Like a lion on the prowl, so is the bankruptcy trustee on the prowl for assets
Another reason to make sure the divorce is finalized before filing for bankruptcy is the implication of the assets that are acquired in the bankruptcy estate. When a bankruptcy case is filed, that person’s entire legal and equitable interest in the property is placed in the hands of a court-appointed bankruptcy trustee. In Chapter 7 bankruptcy, the Trustee serves to determine if non-exempt assets exist for liquidation for the benefit of the bankruptcy debtor’s creditors. Similarly, in a Chapter 13 bankruptcy, the Trustee is interested in whether there are any non-exempt assets in order to determine whether the debtor has proposed a payment plan that meets the creditor’s “best interest” test. pursuant to 11 USC 1325(a)(4). Under either chapter of the filing, if a divorce is pending and assets are likely to be involved, the bankruptcy Trustee may hold the Estate open for the final divorce decree to see how the assets were distributed. This would, of course, mean prolonging the time the bankruptcy case is open. It could also result in the loss of assets awarded by the divorce court if those assets are not exempt under applicable bankruptcy law.

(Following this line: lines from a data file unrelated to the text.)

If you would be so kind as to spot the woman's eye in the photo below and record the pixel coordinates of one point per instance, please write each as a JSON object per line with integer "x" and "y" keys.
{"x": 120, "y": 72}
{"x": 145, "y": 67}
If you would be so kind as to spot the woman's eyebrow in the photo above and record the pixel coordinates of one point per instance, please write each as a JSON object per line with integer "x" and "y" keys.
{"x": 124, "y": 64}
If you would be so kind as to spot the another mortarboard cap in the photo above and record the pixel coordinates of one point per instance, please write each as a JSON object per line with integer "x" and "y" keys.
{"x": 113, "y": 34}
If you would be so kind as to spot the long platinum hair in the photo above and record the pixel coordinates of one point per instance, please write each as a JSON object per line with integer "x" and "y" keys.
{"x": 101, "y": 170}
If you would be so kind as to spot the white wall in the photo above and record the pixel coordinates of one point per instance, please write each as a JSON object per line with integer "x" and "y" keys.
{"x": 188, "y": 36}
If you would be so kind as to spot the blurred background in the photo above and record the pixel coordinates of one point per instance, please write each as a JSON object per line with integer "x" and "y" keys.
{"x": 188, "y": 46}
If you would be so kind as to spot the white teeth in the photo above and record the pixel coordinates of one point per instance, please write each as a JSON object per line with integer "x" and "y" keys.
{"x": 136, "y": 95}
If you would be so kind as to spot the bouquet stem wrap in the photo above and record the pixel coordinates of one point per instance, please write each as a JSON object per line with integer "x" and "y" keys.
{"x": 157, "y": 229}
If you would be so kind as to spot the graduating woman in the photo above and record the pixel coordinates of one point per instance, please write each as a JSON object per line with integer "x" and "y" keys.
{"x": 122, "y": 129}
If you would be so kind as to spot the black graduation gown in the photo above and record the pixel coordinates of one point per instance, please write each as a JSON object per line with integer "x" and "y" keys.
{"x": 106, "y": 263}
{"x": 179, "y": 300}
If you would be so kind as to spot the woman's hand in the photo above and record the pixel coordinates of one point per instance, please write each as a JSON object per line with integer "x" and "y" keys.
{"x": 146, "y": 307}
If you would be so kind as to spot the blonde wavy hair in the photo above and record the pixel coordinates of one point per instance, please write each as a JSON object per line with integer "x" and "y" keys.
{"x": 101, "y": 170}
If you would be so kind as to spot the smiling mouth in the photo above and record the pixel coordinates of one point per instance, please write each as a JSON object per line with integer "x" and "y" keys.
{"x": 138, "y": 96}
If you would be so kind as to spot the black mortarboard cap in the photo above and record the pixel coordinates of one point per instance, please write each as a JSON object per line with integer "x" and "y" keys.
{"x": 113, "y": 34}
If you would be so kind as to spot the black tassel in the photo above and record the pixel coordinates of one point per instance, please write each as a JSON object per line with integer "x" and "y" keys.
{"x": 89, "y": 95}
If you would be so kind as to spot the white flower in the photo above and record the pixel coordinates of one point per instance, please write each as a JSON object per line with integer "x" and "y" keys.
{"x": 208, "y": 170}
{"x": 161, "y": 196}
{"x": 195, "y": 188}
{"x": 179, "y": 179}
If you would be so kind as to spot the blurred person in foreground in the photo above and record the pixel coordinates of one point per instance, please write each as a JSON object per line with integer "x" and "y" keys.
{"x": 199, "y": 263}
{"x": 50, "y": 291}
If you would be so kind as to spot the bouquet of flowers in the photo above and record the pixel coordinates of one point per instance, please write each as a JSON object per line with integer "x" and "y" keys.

When you’re in a bad situation, the natural instinct is to get out of it as quickly as possible. Following this line of thinking, some people who are getting divorced and need to file for bankruptcy try to end up in one place. The well-informed person must realize that trying to do both at the same time is likely to have unforeseen consequences, some of which are detrimental to his best interests; therefore, the best practice is to finish one before the other.
You will survive the process, but you must realize and accept that it is a process: don’t put the cart before the horse. When in doubt, always consult a local solicitor for advice.